Mit der Ukulele im Nellinistift

Eine Ukulele und vertraute Melodien. Das wöchentliche Musikangebot im Nellinistift schafft Raum für Heiterkeit, Begegnung und Erinnerung


Am Nachmittag komme ich mit meiner Ukulele den Gemeinschaftsraum. Gespräche verstummen, Köpfe heben sich, neugierige und lächelnde Augen richten sich auf mich. Ein Instrument genügt und die Aufmerksamkeit ist da.

Immer freitags starten wir mit Musik ins Wochenende. Bei diesem regelmäßigen Gruppenangebot steht die Freude an der Musik im Mittelpunkt. Wir singen Volkslieder, Schlager und Evergreens - Melodien, die viele ein Leben lang begleitet haben. Die Ukulele gibt den Rhythmus vor, die Gruppe trägt die Musik. Manche singen laut und voller Überzeugung mit, andere summen leise, klatschen oder wippen im Takt. Auch wer nur zuhört, ist ein aktiver Teil des Geschehens.

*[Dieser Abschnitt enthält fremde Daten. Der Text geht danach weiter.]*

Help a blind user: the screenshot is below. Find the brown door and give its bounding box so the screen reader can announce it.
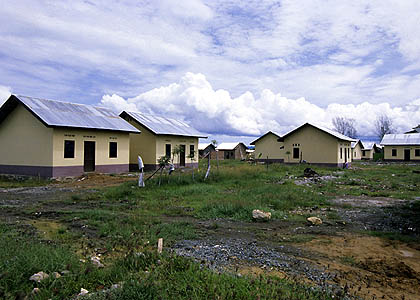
[83,142,95,172]
[404,149,410,161]
[179,145,185,167]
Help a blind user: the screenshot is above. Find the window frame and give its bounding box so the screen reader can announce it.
[108,142,118,158]
[63,140,76,159]
[292,147,300,159]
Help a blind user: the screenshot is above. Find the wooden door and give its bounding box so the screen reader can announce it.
[179,145,185,167]
[83,141,95,172]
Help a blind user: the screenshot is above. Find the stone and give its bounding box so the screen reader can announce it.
[252,209,271,221]
[90,256,104,268]
[29,271,49,282]
[306,217,322,225]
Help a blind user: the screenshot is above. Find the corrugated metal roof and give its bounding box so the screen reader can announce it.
[381,133,420,146]
[216,143,246,151]
[250,131,281,145]
[198,143,211,150]
[120,111,207,138]
[282,123,356,142]
[10,95,140,133]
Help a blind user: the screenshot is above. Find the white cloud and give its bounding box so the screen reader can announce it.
[101,73,420,135]
[0,85,12,106]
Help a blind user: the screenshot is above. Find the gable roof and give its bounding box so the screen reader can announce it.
[198,143,216,150]
[281,123,356,142]
[120,111,207,138]
[250,131,281,145]
[0,95,140,133]
[351,140,364,149]
[381,133,420,146]
[216,142,247,151]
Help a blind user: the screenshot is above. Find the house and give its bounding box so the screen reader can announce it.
[381,133,420,162]
[362,142,381,160]
[279,123,356,167]
[198,143,216,157]
[0,95,140,177]
[406,124,420,133]
[120,111,207,170]
[211,143,247,160]
[351,140,363,160]
[251,131,284,162]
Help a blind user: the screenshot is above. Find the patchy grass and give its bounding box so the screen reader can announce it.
[0,175,51,189]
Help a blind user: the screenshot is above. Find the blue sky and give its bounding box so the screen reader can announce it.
[0,0,420,139]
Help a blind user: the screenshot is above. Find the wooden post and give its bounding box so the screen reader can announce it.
[158,238,163,253]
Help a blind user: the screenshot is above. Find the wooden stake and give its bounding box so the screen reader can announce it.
[158,238,163,253]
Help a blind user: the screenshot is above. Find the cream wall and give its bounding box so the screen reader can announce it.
[155,135,198,164]
[384,146,420,160]
[53,127,129,167]
[254,133,284,159]
[284,126,351,164]
[351,143,362,160]
[0,104,53,167]
[129,121,157,165]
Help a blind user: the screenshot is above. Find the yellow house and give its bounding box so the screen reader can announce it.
[0,95,140,177]
[351,140,363,160]
[279,123,356,167]
[211,142,248,160]
[381,133,420,162]
[251,131,284,162]
[120,111,207,170]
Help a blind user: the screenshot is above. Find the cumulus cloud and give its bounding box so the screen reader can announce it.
[101,73,420,136]
[0,85,12,106]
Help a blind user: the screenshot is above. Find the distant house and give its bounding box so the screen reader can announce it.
[120,111,207,170]
[362,142,381,160]
[381,133,420,162]
[406,125,420,133]
[279,123,356,167]
[351,140,363,160]
[0,95,140,177]
[198,143,216,157]
[215,143,247,160]
[251,131,284,162]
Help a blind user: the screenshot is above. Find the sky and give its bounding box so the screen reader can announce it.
[0,0,420,141]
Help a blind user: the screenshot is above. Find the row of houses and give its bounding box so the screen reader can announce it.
[0,95,205,177]
[0,95,420,177]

Wer möchte, kann sich mit kleinen Rhythmusinstrumenten wie Rasseln oder Klanghölzern auf seine eigene Weise beteiligen. Das fördert Koordination, Körperwahrnehmung und vor allem das Gemeinschaftsgefühl.

Schon nach kurzer Zeit lockert sich die Atmosphäre. Freude, Selbstbewusstsein und gegenseitige Wertschätzung wachsen. Musik wird zu einem sozialen Erlebnis, begleitet von Lachen und kleinen Gesten der Ermutigung.

Wenn die Energie nachlässt, übernimmt der Lautsprecher: Originalaufnahmen werden zu einem spontanen Wunschkonzert, das nicht selten in ein Tänzchen übergeht. 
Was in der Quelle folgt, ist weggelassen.